PHILADELPHIA BURNING -- THE ABOLITIONIST WEDDING
PHILADELPHIA, MAY 1838 — The bride was from the South, the groom from the North. The wedding invitation (above) featured a slave in chains. Two preachers, one black, one white, presided, but it was the guests who sparked the outrage.
Some were black, some white, rumors said. Sitting side-by-side! Singing together! Someone had to do something! Luckily, abolitionists had gathered that week in Philadelphia. Many had come for a wedding.
The bride’s journey to the altar was harder than the groom’s. The youngest of 14 children born to a prominent plantation owner in Charleston, Angelina Grimké could not reconcile slavery with her Christian faith. When she taught Bible stories to slaves, her family winced. When she protested whippings, her father hushed her. And when she denounced slavery from the pulpit, Presbyterians kicked her out of church.
Angelina and her sister Sarah soon moved to Philadelphia, home of the first abolitionists — the Quakers. By 1832, the movement that Quakers had sparked during the Revolution was finally catching fire. In Boston, William Lloyd Garrison was publishing The Liberator, which Angelina read religiously. When she wrote to Garrison, he was struck by her eloquence, but also by her credentials. A Southerner. A woman!
Garrison published Angelina’s letter and invited the Grimké sisters to a rally in Manhattan. There Angelina met the groom.
Growing up in Connecticut, son of a minister, Theodore Weld was more concerned with saving fellow sinners than saving slaves. But preaching on the revival circuit took Weld into the South where he saw the human cost of “our peculiar institution.”
Weld was “as eloquent as an angel,” one observer noted, “and as powerful as thunder.” Like his future wife, Weld read Garrison’s Liberator and joined the cause. Garrison, recalling his cadre of speakers, remembered Weld as “the central luminary around which they all revolved.”
Listening to Weld, Angelina and her sister were the only women in attendance. "I never heard so grand and beautiful an exposition of the dignity and nobility of man in my life," Angelina said. The two began a dance of flirtation. In February 1838, Grimké wrote Weld, asking why he did not like her. He replied "you are full of pride and anger," then added: "AND I HAVE LOVED YOU SINCE THE FIRST TIME I MET YOU."
The wedding was set for May 14, when an abolitionist convention would inaugurate Pennsylvania Hall. Built two blocks from the Liberty Bell and Independence Hall, the new building was bankrolled by the Pennsylvania Abolitionist Society. Along with the society’s offices, Pennsylvania Hall housed a newspaper, the Pennsylvania Freeman, a store selling produce harvested by free labor, and an auditorium called the “Grand Saloon.”

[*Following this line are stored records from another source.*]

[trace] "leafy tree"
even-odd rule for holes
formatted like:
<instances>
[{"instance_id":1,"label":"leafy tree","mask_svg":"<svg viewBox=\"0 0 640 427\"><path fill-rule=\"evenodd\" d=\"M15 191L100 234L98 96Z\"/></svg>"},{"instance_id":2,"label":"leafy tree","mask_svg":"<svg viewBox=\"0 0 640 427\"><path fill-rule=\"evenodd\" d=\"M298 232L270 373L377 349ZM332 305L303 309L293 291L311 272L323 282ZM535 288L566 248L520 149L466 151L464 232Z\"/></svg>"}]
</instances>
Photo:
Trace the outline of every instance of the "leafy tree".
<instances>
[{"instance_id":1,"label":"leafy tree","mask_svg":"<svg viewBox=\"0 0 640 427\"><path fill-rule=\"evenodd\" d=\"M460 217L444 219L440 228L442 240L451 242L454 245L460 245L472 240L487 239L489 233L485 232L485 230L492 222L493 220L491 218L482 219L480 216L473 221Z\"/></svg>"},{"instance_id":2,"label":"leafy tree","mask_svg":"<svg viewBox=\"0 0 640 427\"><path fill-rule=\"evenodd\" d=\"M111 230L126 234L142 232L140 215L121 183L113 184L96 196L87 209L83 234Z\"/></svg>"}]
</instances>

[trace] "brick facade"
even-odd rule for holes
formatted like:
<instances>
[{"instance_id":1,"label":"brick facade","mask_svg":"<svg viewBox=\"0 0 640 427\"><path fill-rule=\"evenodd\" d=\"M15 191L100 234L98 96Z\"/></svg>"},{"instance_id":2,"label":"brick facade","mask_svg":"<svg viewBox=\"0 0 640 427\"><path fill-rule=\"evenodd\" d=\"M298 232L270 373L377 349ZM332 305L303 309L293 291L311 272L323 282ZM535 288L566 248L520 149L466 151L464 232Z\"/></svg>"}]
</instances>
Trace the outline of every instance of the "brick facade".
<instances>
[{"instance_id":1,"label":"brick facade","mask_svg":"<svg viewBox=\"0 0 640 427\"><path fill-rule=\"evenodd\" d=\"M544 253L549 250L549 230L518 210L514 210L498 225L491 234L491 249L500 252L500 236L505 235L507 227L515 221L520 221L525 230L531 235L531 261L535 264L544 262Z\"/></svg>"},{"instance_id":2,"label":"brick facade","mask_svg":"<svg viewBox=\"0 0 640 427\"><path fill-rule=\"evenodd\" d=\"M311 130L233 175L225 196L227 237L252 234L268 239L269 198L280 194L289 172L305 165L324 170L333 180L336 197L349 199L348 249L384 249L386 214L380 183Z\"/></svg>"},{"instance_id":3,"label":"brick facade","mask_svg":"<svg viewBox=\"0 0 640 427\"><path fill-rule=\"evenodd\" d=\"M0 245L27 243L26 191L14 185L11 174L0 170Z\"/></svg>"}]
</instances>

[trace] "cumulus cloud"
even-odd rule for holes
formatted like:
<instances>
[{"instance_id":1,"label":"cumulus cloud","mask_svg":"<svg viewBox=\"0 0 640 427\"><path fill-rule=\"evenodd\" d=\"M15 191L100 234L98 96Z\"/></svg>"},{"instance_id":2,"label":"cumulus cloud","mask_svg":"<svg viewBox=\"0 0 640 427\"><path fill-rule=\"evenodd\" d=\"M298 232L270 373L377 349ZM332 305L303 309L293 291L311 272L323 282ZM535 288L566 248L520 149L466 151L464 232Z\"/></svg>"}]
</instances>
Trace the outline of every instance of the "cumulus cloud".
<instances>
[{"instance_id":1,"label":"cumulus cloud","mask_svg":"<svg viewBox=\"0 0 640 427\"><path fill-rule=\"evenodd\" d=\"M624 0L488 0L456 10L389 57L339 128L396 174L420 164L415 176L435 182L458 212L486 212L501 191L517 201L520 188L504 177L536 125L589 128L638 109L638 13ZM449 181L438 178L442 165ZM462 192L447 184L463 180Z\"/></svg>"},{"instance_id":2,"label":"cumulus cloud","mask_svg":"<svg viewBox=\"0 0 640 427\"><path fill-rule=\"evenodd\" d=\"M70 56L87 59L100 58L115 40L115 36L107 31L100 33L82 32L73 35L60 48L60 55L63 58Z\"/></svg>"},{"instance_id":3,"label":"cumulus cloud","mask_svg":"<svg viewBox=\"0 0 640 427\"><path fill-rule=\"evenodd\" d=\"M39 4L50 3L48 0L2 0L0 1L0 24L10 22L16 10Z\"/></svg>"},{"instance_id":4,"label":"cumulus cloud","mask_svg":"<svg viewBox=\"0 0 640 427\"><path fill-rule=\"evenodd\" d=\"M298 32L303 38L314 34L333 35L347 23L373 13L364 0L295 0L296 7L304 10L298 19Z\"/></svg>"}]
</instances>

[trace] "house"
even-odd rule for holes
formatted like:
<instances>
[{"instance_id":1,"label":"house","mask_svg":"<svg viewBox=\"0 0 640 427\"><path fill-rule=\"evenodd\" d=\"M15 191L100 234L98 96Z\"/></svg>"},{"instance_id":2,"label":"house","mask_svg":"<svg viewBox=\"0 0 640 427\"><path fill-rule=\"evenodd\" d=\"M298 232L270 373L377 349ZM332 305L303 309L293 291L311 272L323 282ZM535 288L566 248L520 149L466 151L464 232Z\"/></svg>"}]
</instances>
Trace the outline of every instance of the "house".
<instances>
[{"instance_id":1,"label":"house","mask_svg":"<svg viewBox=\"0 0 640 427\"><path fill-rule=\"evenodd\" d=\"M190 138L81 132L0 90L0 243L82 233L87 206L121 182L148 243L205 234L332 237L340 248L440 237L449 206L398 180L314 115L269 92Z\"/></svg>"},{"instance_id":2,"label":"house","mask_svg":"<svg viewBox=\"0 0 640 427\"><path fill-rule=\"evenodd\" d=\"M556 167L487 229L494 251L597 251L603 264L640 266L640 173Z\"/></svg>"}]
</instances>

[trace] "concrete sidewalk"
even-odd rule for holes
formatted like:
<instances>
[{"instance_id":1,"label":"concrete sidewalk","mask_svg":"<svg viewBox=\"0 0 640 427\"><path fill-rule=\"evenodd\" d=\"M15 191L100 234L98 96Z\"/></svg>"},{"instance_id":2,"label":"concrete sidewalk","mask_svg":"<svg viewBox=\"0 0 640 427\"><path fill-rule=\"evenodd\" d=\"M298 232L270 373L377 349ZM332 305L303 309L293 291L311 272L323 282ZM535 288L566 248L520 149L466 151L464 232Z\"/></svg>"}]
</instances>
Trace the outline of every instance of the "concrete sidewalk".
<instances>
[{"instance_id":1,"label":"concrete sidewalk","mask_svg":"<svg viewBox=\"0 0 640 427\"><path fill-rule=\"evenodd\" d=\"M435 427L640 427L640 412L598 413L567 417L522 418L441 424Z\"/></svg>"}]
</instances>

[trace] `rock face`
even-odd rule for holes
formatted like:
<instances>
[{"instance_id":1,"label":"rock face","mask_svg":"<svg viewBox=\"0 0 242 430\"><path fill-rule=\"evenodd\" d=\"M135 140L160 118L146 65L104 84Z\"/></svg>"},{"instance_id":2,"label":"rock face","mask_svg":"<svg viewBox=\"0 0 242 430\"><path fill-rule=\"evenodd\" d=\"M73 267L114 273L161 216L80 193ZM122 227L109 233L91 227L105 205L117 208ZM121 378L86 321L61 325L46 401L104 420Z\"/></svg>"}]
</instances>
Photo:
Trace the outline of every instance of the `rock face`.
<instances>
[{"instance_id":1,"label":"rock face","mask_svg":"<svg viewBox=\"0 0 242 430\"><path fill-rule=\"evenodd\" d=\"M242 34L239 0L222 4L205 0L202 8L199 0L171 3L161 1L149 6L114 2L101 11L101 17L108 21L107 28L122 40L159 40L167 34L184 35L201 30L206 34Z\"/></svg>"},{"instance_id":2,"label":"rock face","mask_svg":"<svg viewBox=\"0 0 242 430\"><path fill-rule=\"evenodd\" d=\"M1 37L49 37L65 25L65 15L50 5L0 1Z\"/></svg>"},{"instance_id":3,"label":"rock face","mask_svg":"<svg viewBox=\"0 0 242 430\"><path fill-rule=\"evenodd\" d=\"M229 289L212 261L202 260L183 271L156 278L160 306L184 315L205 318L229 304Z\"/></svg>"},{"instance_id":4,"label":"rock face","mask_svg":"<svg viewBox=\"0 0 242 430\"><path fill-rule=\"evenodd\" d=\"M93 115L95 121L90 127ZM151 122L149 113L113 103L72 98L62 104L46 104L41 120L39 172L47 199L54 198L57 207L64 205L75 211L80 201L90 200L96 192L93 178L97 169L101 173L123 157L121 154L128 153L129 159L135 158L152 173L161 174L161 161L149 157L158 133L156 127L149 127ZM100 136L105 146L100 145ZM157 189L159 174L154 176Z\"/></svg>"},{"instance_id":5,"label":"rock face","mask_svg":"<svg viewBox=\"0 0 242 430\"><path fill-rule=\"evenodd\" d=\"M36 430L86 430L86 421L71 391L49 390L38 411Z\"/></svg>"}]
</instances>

Pennsylvania Hall, directors announced, would be “open on an equal basis for rental by any groups.” But the inaugural week was an abolitionist affair, kicked off by the wedding.
At the altar, the groom renounced all state authority over their marriage. Love alone was their bond, Weld said. Grimké promised to love her husband, but not necessarily to “obey him.” News of these outrages, plus talk of the mixed audience, set Philadelphia on edge.
Two days later, Angelina Grimké Weld stood at the podium in the spacious Grand Saloon. As she spoke to the huge crowd, shouts came from outside. Angelina answered back: “Do you ask, ‘what has the North to do with slavery?’ Hear it -- hear it! Those voices without tell us that the spirit of slavery is here.”
As a Southerner, she continued, “I feel that it is my duty to stand up here tonight and bear testimony against slavery. I have seen it! I have seen it! I know it has horrors that can never be described. I was brought up under its wing.” Seconds later, bricks shattered several windows.
“What is the mob? What would the breaking of every window be? Any evidence that we are wrong? Or that slavery is a good and wholesome institution? What if that mob should burst in upon us and commit violence upon our persons? Would this be anything compared with what the slaves endure?”
When finished, Angelina locked arms with other women and strode into the street. The mob had dispersed but the next day, rioters entered the empty hall, with torches. Firemen arrived but only to protect adjacent buildings. As they watched, Pennsylvania Hall burned to the ground.
“In the destruction of this Hall consecrated to freedom,” The Liberator wrote, “a fire has in fact been kindled that will never go out.” Abolitionists flocked to the ruins, deepening their commitment. Many gathered charred wood and sold it to fund the cause.
The newlyweds moved to New Jersey farm where they compiled an indictment of slavery even more powerful than The Liberator. Published in 1839, American Slavery as It Is used newspaper accounts to document slavery’s savagery, lash by lash. The book sold 100,000 copies. Harriet Beecher Stowe used hers to add graphic details to Uncle Tom’s Cabin. Frederick Douglass used his to fuel his fiery speeches.
The abolitionist couple continued their crusade on through the Civil War. They remained together for the rest of their lives.